= Enric Palomar =

Catalan composer

Enric Palomar (Badalona-Barcelona 1964) is a Catalan composer.

He studied at the Barcelona Conservatory and completed his training under Benet Casablancas and Joan Albert Amargós. His piece Interludio Alegórico (tribute to Claude Debussy) received an honourable mention in the Xth Composition Awards organized by the Catalan Government. He has written numerous chamber works for different ensembles and soloists, including the operas Ruleta, with a libretto by Anna Maria Moix and Rafael Sender, premiered at Mercat de les Flors, Barcelona, in 1998 and Juana, based on the life of Juana I of Castile, with a libretto by Rebecca Simpson, premiered at Oper Halle, Germany, in 2005, and performed afterwards at the Teatre Romea, Barcelona, and Staatstheater Darmstadt, Germany.

The Opera House of Barcelona, the Gran Teatre del Liceu, commissioned him to compose La cabeza del Bautista, based on the play of the same name by Ramón Maria del Valle-Inclán. It will be premiered on 20 April 2009.

On 2011 he has premiered also his first Piano Concerto (with Iván Martín as piano soloist) and Beceroles (cantata) at the Auditori, Barcelona.

He is also involved in jazz and popular music, specially flamenco, areas in which he is active as a composer, arranger and music director.

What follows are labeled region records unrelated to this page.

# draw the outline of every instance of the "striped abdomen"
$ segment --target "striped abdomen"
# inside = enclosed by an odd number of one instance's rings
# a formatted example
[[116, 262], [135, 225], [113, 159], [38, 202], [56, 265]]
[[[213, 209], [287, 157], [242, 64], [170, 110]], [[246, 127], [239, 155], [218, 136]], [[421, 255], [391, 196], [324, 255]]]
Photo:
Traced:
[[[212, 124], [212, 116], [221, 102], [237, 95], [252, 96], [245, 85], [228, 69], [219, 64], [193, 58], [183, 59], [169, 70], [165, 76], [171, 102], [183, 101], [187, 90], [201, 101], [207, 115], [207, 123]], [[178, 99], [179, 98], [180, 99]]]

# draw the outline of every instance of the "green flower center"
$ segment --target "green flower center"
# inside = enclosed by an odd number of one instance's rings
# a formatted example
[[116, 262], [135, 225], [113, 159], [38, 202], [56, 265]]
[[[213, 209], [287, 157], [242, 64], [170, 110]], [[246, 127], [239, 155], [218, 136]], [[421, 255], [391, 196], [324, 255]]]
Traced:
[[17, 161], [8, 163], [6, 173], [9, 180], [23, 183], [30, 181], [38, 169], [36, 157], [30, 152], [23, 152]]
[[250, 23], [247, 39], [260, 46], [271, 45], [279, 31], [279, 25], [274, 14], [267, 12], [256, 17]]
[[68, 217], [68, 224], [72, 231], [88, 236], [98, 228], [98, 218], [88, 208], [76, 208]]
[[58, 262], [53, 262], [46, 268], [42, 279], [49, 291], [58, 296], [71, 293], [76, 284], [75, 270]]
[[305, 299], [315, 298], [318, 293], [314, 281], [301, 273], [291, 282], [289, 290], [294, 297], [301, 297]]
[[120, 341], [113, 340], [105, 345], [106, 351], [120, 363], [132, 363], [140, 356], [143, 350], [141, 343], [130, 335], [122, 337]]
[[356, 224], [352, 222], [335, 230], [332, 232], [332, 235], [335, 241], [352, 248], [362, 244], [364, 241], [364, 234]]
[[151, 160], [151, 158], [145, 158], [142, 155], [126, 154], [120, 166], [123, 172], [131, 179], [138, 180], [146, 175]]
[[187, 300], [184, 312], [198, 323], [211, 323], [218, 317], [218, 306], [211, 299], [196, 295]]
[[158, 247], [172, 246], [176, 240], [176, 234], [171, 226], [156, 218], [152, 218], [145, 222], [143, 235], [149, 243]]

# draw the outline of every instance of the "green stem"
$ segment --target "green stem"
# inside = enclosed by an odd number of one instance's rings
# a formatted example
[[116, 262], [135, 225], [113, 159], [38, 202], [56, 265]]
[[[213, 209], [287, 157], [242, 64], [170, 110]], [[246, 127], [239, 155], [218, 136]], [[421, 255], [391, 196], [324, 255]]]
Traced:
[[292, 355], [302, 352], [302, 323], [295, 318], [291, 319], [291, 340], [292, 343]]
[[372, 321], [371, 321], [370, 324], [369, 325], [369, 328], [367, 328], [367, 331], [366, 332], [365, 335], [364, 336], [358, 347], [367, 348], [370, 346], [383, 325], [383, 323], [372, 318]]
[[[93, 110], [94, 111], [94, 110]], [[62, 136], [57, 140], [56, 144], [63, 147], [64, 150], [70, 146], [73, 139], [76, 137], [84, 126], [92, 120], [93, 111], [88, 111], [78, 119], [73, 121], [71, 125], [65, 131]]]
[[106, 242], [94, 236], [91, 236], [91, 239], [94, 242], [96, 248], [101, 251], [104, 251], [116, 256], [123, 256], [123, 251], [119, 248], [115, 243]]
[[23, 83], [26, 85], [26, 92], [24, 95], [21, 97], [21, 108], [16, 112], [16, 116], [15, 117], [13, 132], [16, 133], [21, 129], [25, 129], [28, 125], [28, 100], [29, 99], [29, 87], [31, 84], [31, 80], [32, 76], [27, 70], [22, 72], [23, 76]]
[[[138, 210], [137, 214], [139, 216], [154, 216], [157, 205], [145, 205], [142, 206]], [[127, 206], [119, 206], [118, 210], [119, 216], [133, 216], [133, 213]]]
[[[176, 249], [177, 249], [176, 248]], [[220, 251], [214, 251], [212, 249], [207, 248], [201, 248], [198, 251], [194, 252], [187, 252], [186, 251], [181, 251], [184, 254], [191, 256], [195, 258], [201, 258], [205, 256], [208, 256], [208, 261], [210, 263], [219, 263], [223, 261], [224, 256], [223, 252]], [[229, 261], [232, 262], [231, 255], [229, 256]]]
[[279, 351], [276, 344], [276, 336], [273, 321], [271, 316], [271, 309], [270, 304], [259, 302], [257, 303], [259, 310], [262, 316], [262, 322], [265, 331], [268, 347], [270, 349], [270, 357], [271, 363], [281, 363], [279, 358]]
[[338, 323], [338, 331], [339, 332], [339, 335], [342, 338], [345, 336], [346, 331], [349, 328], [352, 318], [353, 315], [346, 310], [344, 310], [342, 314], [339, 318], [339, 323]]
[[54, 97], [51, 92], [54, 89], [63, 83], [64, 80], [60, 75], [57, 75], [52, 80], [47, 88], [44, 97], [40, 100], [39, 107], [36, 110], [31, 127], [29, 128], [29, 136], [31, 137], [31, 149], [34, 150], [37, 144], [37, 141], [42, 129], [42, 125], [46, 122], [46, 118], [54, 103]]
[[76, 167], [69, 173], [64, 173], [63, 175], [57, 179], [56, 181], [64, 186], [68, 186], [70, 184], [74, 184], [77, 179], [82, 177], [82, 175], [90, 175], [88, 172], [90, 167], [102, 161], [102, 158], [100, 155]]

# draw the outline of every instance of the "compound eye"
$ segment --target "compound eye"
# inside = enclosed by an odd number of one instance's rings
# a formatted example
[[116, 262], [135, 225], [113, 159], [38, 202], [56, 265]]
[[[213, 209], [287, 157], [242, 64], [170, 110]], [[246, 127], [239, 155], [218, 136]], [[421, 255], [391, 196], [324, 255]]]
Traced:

His works include Lorca al piano a gypsy suite for four pianos, percussion, voice (flamenco and opera) and dance, as well as his collaboration with the flamenco singer Miguel Poveda in Poemas del exilio for which he wrote the music to poems by Rafael Alberti. Poemas del exilio was awarded the City of Barcelona Prize.
He is currently the artistic director of the Taller de Musics.